Kevin presented his research at a second significant event, the “Chinese Heritage of Australian Federation Conference” at the Chinese Museum in 2000. He made connections with conference attendees of similar family backgrounds. Ongoing community research activities were encouraged by conference organisers. Subsequently Kevin Wong Hoy, the late Nancy Kwong, her sister Edna Cooper, the author and others formed the Victorian Chapter of the Family History Group in association with the Chinese Historical Society of Australia in NSW. In December of the following year CAFHOV was formed by the same small group. Kevin’s passion for Chinese Australian history and his ability to articulate, to energise and to organise gave CAFHOV a strong foundation.

By 2002 Kevin was well into his research. He was interviewed by ABC radio and spoke about his family’s roles in the communities of north Queensland. He also published “Yip Hoy and his family: A Monograph”. The following year he gave a presentation on the Chinese of north Queensland at the 10th Australasian Congress on Genealogy and Heraldry in Melbourne.

Studying Chinese Australian history at Latrobe University was broadening Kevin’s interests beyond the familial. He gave a talk for the Hotham History Project at the North Melbourne Library in 2003 on the Chinese miners in the Buckland Valley and in 2004 contributed to the Journal of Australian Colonial History with an article about Thursday Island and its Chinese community.

Kevin continued to lead CAFHOV throughout the decade. He encouraged the production of “Secrets, Silences and Sources”, the book CAFHOV published in 2005 and wrote the chapter “Chinese-Australian history vs. huaqiao history: Chinese in north Queensland” for it. He was also working hard to gain funding for geophysical exploration of the fate of the Chinese miners caught in the 1857 Buckland Riot.

In 2006 Kevin’s career in history took two more steps. His Masters thesis “Becoming British subjects 1879-1903: Chinese in north Queensland” was accepted by Latrobe University. In addition he co-authored an article on Chinese agitation on the Victorian goldfields for the book “Eureka: Reappraising the Australian legend”. Kevin also co-authored an article for the Journal of Chinese Australia on the Chinese temple dedications in the Buckland Valley.
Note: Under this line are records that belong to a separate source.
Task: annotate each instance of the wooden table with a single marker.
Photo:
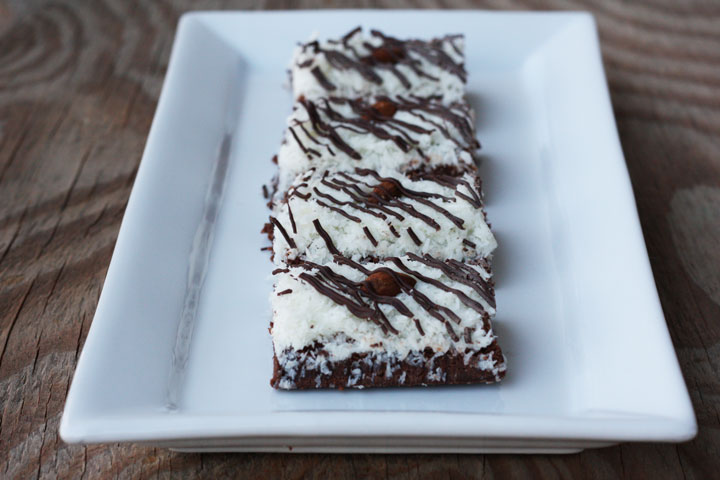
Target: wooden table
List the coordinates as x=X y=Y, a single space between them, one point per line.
x=78 y=85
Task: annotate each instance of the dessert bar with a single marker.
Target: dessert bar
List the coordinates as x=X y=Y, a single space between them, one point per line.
x=380 y=239
x=402 y=321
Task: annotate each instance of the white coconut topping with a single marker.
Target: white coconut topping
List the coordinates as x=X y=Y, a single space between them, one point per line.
x=312 y=199
x=426 y=79
x=303 y=316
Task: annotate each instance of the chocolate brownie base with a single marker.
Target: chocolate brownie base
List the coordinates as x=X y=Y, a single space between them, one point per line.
x=365 y=370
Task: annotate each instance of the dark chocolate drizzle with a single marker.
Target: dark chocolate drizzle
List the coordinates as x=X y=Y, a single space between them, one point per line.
x=322 y=79
x=327 y=122
x=284 y=233
x=364 y=303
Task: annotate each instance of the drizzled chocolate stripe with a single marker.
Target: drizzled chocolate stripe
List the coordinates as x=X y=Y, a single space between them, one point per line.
x=429 y=306
x=365 y=119
x=414 y=237
x=322 y=79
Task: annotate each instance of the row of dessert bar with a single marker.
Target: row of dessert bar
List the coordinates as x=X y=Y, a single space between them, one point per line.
x=379 y=234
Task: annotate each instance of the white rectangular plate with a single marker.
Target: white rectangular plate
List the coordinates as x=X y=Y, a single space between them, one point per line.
x=590 y=359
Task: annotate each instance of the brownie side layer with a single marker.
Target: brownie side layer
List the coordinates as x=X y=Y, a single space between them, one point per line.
x=366 y=370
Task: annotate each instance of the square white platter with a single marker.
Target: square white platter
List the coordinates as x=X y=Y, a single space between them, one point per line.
x=179 y=353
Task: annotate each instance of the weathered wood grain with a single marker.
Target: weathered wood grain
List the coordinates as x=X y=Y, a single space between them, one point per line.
x=78 y=85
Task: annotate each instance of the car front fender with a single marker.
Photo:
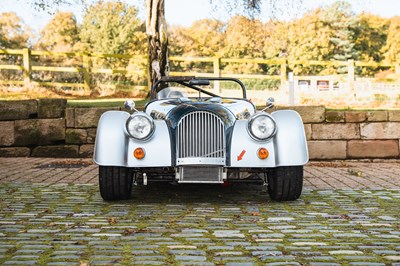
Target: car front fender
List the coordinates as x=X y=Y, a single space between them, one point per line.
x=111 y=140
x=113 y=147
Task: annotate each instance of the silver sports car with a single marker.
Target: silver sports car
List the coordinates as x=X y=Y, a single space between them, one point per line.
x=189 y=134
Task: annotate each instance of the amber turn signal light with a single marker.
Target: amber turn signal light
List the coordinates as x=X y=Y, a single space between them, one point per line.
x=139 y=153
x=263 y=153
By 2007 the Buckland Chinese Australian Heritage Project was completed. Kevin had been a key driving force. He and fellow members of CAFHOV attended the July 2007 ceremony where the monument dedicated to the memory of those who lost their lives in the 1857 riot was unveiled. In the same year Kevin contributed an essay on the Buckland riots to the book “Deeper Leads: New Approaches to Victorian Goldfields History”.

After leaving CAFHOV in 2009 Kevin continued to focus on his Queensland interests as the joint editor of  “Rediscovered Past: China in northern Australia” (2009). He also became the President of Chinese Heritage in Northern Australia Inc. and promoted the developing history of the area. In 2010 he published “Miscellaneous – a Further Collection of Stories by Descendants of the Yet Foy Family of Queensland” and received  a grant from the Northern Territory government to research the history of the Chinese cook Hung Bak Cheong, (celebrated by Aeneas Gunn in “We of the Never-Never”). His last book “Cheon of the Never-Never” was launched at the Chinese Museum in Melbourne in December 2012, with many friends and supporters present.

A month later, in spite of his illness, Kevin attended the gala unveiling of the Hap Wah commemorative plaque at the Chinese New Year Festival in Cairns. This was the culmination of a community history project Kevin facilitated. The nineteenth century Hap Wah sugar plantation was the first major agricultural venture in the Cairns area. Kevin’s father was born in Cairns in 1927.

This tribute to Kevin only touches on some of the contributions he made in the last decade of his life to the education of Australians about their country’s history. He was passionate about this task and persistent in his efforts to achieve it. Well done Kevin. You have made a difference. It was a privilege to have known you.